Murch is very much the raconteur, and is very inspiring. He referred to his own experiences within the different facets if the studio system in exploring the art of the cut, which was followed up by a generous question and answer session. Citing Kaufman’s The Unbearable Lightness Of Being he guided the audience through that film’s most famous scene, in which contemporously captured dramatic footage was cut alongside actual documentary footage shot some two decades earlier to remarkable effect.

Mirage Men – My first real dud of the festival, and I say that as a fan of Mark Pilkington’s book, upon which the film is based. I’m not really sure how the film manages to be so markedly different from the book, which reads like a Louis Theroux/Jon Ronson-style alterna-travelogue in to the dark heart of a previously under-explored portion of Americana, but it misses the mark by some way.

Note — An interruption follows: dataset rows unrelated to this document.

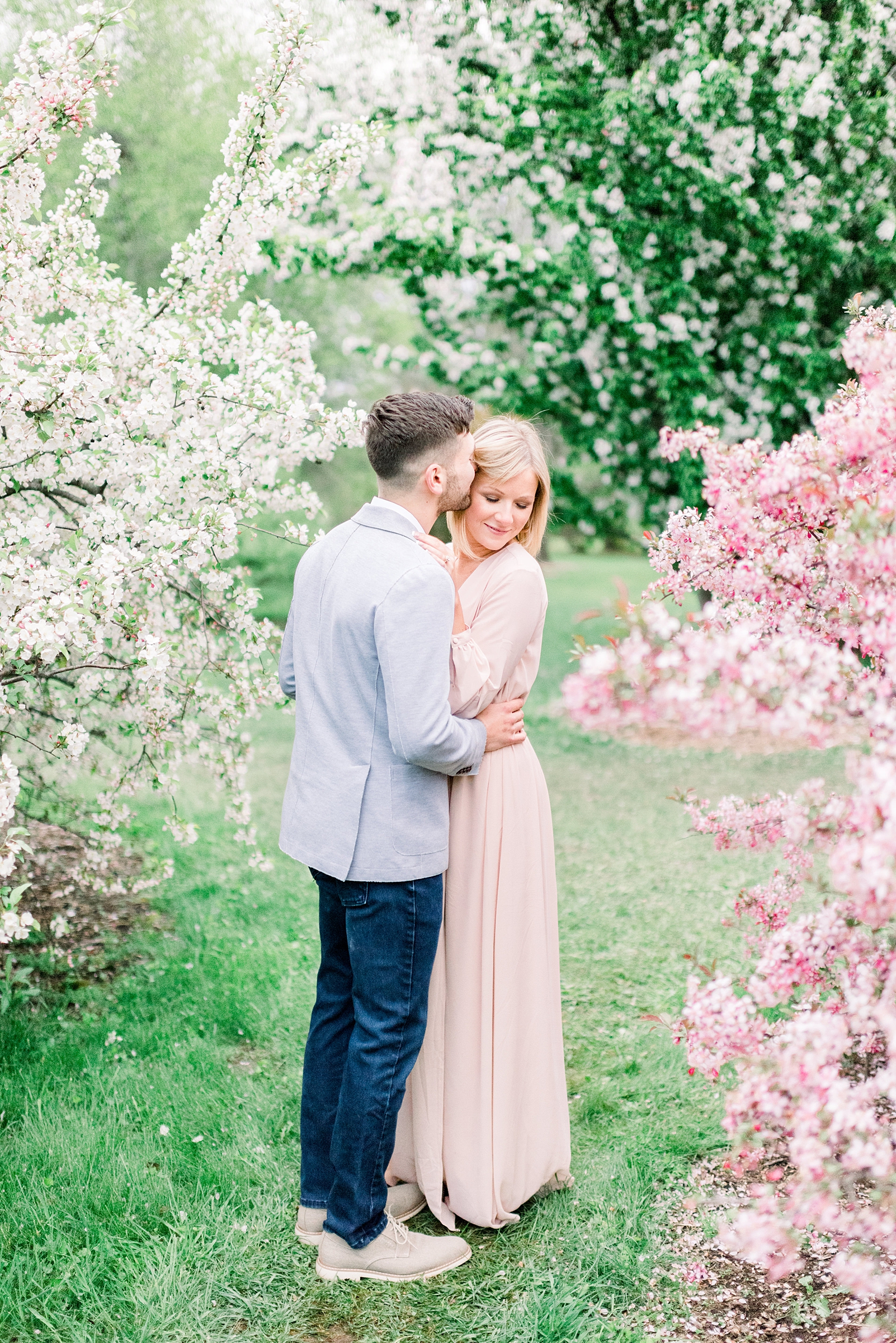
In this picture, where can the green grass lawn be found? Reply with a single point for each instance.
(113, 1231)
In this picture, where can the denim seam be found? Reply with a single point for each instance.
(398, 1053)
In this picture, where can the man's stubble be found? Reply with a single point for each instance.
(452, 501)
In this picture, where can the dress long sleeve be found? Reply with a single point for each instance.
(483, 657)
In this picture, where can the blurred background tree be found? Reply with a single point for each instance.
(631, 214)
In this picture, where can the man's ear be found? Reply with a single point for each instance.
(435, 478)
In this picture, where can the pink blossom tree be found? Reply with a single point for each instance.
(799, 550)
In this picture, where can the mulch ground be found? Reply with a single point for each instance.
(88, 901)
(711, 1295)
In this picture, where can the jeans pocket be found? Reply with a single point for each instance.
(353, 895)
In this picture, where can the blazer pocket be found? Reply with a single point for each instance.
(419, 810)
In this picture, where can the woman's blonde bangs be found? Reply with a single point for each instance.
(504, 448)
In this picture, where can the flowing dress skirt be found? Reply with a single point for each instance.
(486, 1111)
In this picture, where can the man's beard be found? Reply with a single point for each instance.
(452, 500)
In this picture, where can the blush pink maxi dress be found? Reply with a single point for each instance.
(484, 1123)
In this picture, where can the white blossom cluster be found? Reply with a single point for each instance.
(137, 437)
(627, 215)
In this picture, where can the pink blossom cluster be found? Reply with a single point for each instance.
(139, 437)
(799, 552)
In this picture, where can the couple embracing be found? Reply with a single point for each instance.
(433, 1069)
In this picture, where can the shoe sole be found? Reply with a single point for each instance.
(355, 1275)
(315, 1237)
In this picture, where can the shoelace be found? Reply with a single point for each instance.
(399, 1231)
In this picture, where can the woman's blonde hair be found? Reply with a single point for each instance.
(504, 448)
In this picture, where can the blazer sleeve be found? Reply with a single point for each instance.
(412, 632)
(286, 669)
(484, 656)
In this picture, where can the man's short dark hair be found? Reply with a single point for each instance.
(402, 429)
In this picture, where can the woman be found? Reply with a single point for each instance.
(486, 1111)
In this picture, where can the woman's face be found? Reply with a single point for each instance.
(497, 512)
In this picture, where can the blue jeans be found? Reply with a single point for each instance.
(378, 948)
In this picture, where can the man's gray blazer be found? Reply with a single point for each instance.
(365, 656)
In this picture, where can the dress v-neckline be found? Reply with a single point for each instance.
(480, 565)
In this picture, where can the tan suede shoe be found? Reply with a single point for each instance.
(403, 1203)
(395, 1256)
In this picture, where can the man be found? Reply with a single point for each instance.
(365, 656)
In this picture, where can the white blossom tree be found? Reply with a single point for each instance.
(136, 437)
(625, 215)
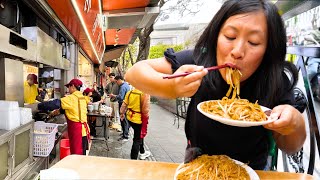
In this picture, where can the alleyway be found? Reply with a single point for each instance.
(164, 140)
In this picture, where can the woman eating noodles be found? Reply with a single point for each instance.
(250, 35)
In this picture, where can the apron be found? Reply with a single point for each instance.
(75, 133)
(144, 118)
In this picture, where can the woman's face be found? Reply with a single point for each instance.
(242, 41)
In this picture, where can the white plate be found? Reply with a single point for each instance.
(253, 175)
(238, 123)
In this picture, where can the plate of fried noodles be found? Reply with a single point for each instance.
(214, 167)
(237, 112)
(234, 111)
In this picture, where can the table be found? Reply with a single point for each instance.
(110, 168)
(103, 125)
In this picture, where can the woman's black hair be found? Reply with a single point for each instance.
(269, 76)
(78, 87)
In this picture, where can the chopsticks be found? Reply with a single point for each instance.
(209, 69)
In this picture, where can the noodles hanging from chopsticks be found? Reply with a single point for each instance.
(213, 168)
(234, 108)
(233, 78)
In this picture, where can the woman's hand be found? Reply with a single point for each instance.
(289, 130)
(288, 122)
(121, 117)
(188, 85)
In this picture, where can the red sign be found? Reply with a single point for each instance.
(81, 18)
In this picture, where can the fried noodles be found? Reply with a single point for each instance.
(234, 108)
(213, 168)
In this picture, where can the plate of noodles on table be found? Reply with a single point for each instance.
(214, 167)
(235, 111)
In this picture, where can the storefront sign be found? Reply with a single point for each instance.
(82, 19)
(89, 12)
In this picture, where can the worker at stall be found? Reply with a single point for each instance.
(75, 107)
(31, 89)
(88, 92)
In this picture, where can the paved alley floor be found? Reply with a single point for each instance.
(165, 141)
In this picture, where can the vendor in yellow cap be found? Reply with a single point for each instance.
(75, 107)
(31, 89)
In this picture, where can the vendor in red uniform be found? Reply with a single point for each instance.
(75, 107)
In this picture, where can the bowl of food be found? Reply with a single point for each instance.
(236, 112)
(214, 167)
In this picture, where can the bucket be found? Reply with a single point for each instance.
(64, 148)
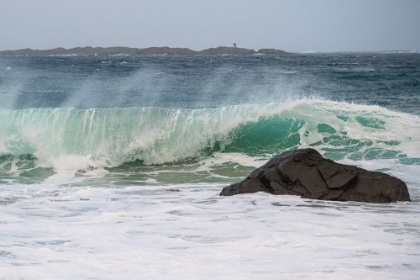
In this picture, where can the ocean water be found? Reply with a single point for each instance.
(111, 167)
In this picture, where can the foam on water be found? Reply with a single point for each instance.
(91, 188)
(188, 231)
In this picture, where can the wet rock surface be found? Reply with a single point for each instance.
(306, 173)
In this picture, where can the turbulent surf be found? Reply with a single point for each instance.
(136, 145)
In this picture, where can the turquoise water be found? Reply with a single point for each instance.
(111, 167)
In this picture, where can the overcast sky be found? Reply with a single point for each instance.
(291, 25)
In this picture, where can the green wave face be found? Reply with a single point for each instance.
(54, 140)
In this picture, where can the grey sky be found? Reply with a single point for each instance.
(291, 25)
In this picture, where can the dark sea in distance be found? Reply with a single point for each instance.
(94, 143)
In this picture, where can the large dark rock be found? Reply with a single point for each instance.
(306, 173)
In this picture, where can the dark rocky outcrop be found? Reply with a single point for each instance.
(306, 173)
(90, 51)
(271, 51)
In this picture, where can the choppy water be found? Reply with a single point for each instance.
(110, 167)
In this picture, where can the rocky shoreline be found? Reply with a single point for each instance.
(91, 51)
(307, 174)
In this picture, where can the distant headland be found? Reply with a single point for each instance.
(91, 51)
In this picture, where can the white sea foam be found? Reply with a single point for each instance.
(55, 232)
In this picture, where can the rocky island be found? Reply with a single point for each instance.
(89, 51)
(307, 174)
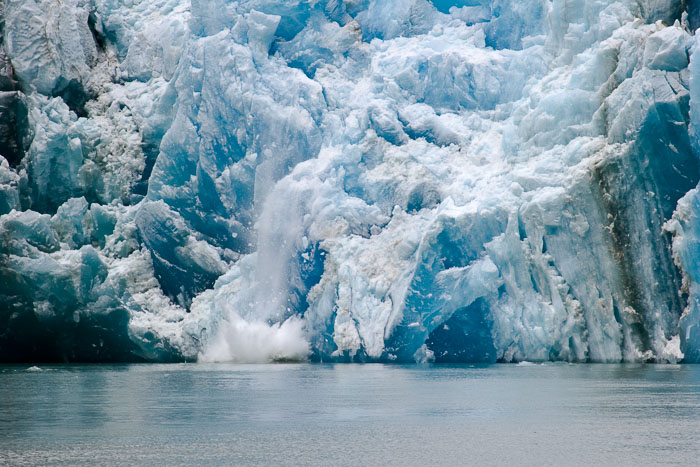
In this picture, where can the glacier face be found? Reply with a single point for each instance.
(349, 180)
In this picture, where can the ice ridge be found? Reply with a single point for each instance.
(349, 180)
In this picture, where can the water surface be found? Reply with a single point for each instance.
(350, 414)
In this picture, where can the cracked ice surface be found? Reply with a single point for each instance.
(359, 180)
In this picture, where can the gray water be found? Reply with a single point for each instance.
(310, 414)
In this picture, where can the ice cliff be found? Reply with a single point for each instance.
(349, 180)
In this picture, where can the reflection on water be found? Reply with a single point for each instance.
(350, 414)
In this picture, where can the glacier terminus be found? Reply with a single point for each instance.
(350, 180)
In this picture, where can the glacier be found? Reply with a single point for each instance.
(350, 180)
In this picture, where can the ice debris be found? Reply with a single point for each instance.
(349, 180)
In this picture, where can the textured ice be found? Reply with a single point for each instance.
(365, 180)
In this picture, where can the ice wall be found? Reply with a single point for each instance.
(396, 180)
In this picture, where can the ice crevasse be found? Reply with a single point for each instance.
(350, 180)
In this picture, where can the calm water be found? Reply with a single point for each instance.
(350, 414)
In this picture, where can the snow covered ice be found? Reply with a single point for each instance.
(350, 180)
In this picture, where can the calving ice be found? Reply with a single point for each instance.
(350, 180)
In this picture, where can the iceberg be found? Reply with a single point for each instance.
(349, 180)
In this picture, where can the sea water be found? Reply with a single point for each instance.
(311, 414)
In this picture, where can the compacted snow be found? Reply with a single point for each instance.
(349, 180)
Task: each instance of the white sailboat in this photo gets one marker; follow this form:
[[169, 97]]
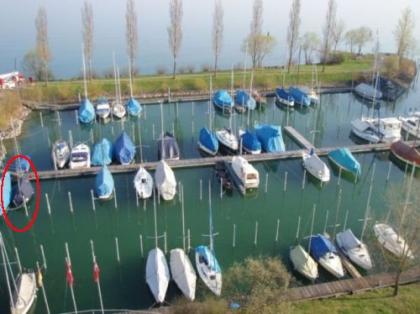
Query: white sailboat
[[157, 271], [143, 182], [315, 166]]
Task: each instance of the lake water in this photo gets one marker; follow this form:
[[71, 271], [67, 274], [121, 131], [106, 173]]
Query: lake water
[[18, 31], [123, 283]]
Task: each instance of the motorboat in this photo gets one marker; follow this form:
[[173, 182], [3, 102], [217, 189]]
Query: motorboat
[[315, 166], [270, 137], [168, 148], [102, 153], [391, 241], [80, 157], [143, 182], [303, 263], [325, 253], [103, 109], [354, 249], [228, 139], [104, 184], [183, 273], [165, 181], [124, 149], [60, 153], [283, 97], [245, 172], [207, 142], [344, 159]]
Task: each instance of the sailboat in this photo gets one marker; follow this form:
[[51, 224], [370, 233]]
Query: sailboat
[[315, 166], [354, 249], [205, 260], [157, 271], [60, 153], [104, 184], [143, 182]]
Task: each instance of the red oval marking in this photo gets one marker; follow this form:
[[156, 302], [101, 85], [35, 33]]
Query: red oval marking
[[37, 194]]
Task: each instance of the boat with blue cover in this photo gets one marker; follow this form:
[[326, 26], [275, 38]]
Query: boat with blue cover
[[207, 142], [345, 160], [102, 153], [250, 143], [283, 97], [223, 101], [300, 97], [104, 184], [124, 149], [271, 138], [325, 253], [244, 101]]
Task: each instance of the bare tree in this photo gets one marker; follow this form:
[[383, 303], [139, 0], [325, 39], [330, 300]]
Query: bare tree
[[338, 33], [293, 30], [175, 30], [131, 34], [330, 21], [404, 33], [218, 28], [42, 47], [310, 43], [87, 34]]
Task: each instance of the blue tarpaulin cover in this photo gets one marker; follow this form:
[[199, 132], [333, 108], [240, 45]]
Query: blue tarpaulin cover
[[86, 111], [102, 153], [320, 246], [104, 183], [270, 137], [124, 149]]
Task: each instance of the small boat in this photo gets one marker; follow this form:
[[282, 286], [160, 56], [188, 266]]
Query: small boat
[[270, 137], [157, 274], [103, 109], [367, 92], [300, 97], [228, 139], [208, 269], [223, 101], [391, 241], [244, 101], [86, 112], [207, 142], [406, 153], [355, 250], [80, 157], [102, 153], [25, 294], [303, 263], [315, 166], [165, 181], [60, 153], [345, 160], [283, 97], [104, 184], [22, 193], [250, 143], [325, 253], [411, 124], [124, 149], [245, 172], [134, 108], [183, 273], [169, 147], [143, 182]]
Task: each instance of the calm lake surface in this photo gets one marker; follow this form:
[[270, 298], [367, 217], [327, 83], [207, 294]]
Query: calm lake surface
[[123, 283]]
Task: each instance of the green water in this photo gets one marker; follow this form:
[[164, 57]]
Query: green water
[[123, 283]]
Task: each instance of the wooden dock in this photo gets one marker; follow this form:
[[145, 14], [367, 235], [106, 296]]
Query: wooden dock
[[350, 286]]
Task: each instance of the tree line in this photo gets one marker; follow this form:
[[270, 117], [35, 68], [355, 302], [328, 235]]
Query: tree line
[[256, 45]]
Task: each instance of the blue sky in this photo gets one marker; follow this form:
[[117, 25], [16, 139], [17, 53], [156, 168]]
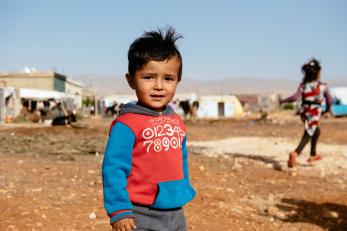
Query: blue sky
[[222, 39]]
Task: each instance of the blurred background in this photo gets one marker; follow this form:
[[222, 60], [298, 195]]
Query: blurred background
[[62, 82]]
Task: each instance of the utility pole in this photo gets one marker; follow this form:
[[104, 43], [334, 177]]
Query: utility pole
[[2, 103]]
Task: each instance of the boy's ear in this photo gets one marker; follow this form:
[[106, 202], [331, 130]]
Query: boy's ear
[[130, 81]]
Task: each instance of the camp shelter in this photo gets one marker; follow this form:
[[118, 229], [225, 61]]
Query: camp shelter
[[219, 106], [339, 106]]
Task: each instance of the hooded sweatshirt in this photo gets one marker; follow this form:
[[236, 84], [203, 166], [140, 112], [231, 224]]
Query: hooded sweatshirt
[[145, 162]]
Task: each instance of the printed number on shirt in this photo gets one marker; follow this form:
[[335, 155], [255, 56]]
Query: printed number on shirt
[[160, 138]]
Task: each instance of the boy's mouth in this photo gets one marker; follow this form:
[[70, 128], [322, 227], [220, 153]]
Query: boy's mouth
[[157, 97]]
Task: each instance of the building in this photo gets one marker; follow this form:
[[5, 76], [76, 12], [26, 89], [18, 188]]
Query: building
[[74, 90], [35, 80], [32, 87]]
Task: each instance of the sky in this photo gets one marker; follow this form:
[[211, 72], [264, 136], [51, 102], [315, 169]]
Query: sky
[[222, 39]]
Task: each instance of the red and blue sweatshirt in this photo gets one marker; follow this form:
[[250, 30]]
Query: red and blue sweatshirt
[[145, 162]]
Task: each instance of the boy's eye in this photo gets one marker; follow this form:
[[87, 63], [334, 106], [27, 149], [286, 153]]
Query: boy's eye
[[169, 79], [148, 77]]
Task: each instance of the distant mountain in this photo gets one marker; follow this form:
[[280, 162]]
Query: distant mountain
[[108, 85]]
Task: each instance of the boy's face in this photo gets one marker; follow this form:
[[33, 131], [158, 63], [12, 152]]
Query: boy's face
[[155, 84]]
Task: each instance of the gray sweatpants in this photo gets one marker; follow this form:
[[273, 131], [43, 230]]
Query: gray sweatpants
[[159, 220]]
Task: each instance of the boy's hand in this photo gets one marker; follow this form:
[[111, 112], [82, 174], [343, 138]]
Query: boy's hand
[[126, 224]]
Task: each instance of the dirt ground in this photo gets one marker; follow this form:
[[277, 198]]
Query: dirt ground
[[50, 178]]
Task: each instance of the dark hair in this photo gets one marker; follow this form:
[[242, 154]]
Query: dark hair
[[154, 45], [311, 70]]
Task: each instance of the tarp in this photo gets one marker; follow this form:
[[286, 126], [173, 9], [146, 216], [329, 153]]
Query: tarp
[[339, 93], [36, 94], [219, 106]]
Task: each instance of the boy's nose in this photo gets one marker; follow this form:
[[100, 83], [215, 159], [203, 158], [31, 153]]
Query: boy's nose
[[158, 84]]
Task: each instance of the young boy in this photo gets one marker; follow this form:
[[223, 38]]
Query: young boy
[[145, 169]]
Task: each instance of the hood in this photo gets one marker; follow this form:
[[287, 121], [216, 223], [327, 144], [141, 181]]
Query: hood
[[137, 109]]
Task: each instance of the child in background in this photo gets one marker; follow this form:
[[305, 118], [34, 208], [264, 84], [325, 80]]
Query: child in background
[[145, 169], [313, 93]]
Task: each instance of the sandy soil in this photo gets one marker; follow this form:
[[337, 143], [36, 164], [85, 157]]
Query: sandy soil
[[50, 177]]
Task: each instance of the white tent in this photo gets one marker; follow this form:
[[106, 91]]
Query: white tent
[[219, 106], [339, 93], [36, 94]]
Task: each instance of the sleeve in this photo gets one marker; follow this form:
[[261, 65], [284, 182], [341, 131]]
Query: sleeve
[[116, 168], [328, 100], [185, 158], [293, 97]]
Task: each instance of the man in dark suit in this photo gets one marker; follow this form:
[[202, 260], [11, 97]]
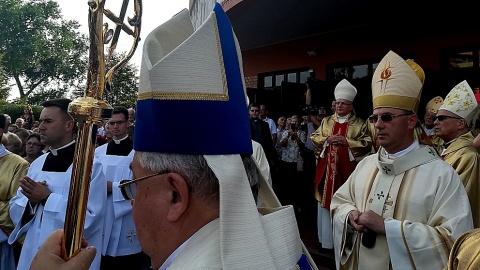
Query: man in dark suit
[[261, 133]]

Blackfish – Gabriela Cowperthwaite’s Sundance hit is an entertaining watch. Focussing on Tilikum, a whale in captivity and performing at Seaworld, and his reign of violence across a period of 30 years, Blackfish is the kind of populist documentary that will no doubt do very well on the commercial circuit.

The film feels stylistically similar in many ways to The Imposter, as Cowperthwaite builds up a tension-strewn scenario around the fate of the doomed Dawn Brancheau, while an over-emphasis on conjecture (with an active resentment towards science) does the film no favours.

Muscle Shoals – A great final film for a Saturday evening. Overseen by Rick Hill from a small and unassuming studio in Alabama, the sound of the modern rhythm and blues recording was defined by a group of unlikely figures. From Hill himself, to The Swampers, the in-house backing band, the FAME studios affirmed a stylistic tone upon the music industry that prevails to this day. Great music and insightful contributions make for an enjoyable 90 minutes.

Muscle Shoals led in to my lone party of the festival. Said evening has gone down in DocFest legend, following an incident inside the night club. Bemused by the whole thing, I captured it via Vine, here, here, here, here, here and here. While the night itself proved unexpectedly dramatic, the evening did serve as a great example of just how social a festival DocFest is. As I drink and conversed in to the night with faces from Sight & Sound and Little White Lies amongst others the communal feel of the festival was really emphasised.